Even today – perhaps even more so today – it’s not uncommon for colleagues to question or criticize DEI initiatives. Sometimes, that pushback comes from fellow executives or influential department heads.
How confident you are as a DEI leader in navigating conversations with DEI skeptics has a lot to do with two key factors: 1. how well you’ve quantified DEI’s impact on your organization’s strategic objectives and 2. how much support you have from the CEO.
We asked members of the Senior Executive DEI Think Tank – a criteria-based organization for DEI decision-makers at large companies, nonprofit organizations, and government agencies – to share their playbooks for responding to DEI pushback from internal sources. Consider the following.
This is a two-pronged approach. The first is to help people understand the direction of the organization: This is where we want to go and the impact we want to make. The second is to understand the person’s journey and how their alignment can create more value for them: “What’s in it for me?”
Now, are you with us?
Answer questions compassionately, while being clear that DEI is a non-negotiable priority at the company.
Align DEI initiatives with individual and departmental goals. Share how DEI helps meet and support the goals.
After making change a part of the DNA of your organization’s culture, research suggests that people are less resistant to change when they are provided the authority to make decisions or share their opinion in regard to the proposed change regardless of role level.
DEI professionals must communicate why the change is happening, address and help reconcile what people are feeling emotionally in response to the change, and ensure the change happens in a form that doesn’t result in too many tasks being placed on people at once.
Last, there needs to be an ask for people to reaffirm expectations around certain DEI initiatives (e.g. beginning a declaration of the company espousing DEI) when appropriate and a push to put systems of accountability in place to ensure that pushback is mitigated.
Lean on mission and vision, which supports DEI. Also, having continuous involvement in DEI initiatives from the CEO is helpful.
I listen, then share our organizational goals. Then I move on.
When I receive pushback from employees or senior leaders on DEI initiatives, I try to find out what the root cause of the pushback or concern is. My goal is to obtain data on the specific concerns the employees or senior leaders have with a proposed DEI initiative.
Several ways to obtain this data are by taking pulse surveys and meeting directly with senior leaders to gain their buy-in. All feedback, whether positive or negative, helps further engagement overall.
Continuous education and awareness are key. We work hard to make sure that our employees are heard, as well as senior leaders, but, ultimately, we need to work together to make progress.
Oftentimes, the biggest challenge is not pushback from employees or senior leaders—it’s getting everyone to feel ownership and accountability for embedding and driving DEI within their respective areas, rather than expecting that it is the sole responsibility of the DEI department.

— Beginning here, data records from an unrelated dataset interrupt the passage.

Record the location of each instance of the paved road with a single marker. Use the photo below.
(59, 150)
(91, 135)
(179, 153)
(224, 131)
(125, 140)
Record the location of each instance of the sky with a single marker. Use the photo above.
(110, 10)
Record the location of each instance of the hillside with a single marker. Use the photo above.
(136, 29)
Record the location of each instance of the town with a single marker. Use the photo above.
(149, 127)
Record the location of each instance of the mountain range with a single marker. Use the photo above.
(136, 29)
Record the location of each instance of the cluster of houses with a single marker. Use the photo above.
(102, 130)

We address this through education and initiatives that inform and empower our employees and leaders, but also through setting clear and measurable DEI goals at every level and across every function of the organization so that it is clear it is everyone’s responsibility.

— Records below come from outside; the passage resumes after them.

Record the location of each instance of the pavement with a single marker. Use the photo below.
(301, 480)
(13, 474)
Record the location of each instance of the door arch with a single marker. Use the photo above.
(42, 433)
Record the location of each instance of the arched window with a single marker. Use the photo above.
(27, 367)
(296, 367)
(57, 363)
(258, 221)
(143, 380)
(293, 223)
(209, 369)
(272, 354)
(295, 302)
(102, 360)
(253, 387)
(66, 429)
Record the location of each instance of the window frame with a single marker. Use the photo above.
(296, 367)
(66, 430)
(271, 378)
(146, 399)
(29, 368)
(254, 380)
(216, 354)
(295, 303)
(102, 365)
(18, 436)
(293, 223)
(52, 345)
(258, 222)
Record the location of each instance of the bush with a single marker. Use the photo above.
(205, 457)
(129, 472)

Demonstrate the business impact of DEI initiatives on business results.
There are multiple strategies that are employed depending upon the individual or group – especially because DEI implementation is change management, and it is important to assess where folks and the organization as a whole are in their readiness to adapt and to go through a change process, regardless of whether an initiative is small or is a larger change that will happen over time.
This includes patience, education, effective communication, engagement of stakeholders, pilot programs, creating business cases, defining and implementing measures of success and building support through sharing outcomes, influencing leadership, involving everyone, addressing fears and misconceptions as they arise, and engaging my external network of DEI practitioners when necessary for another perspective or fresh ideas.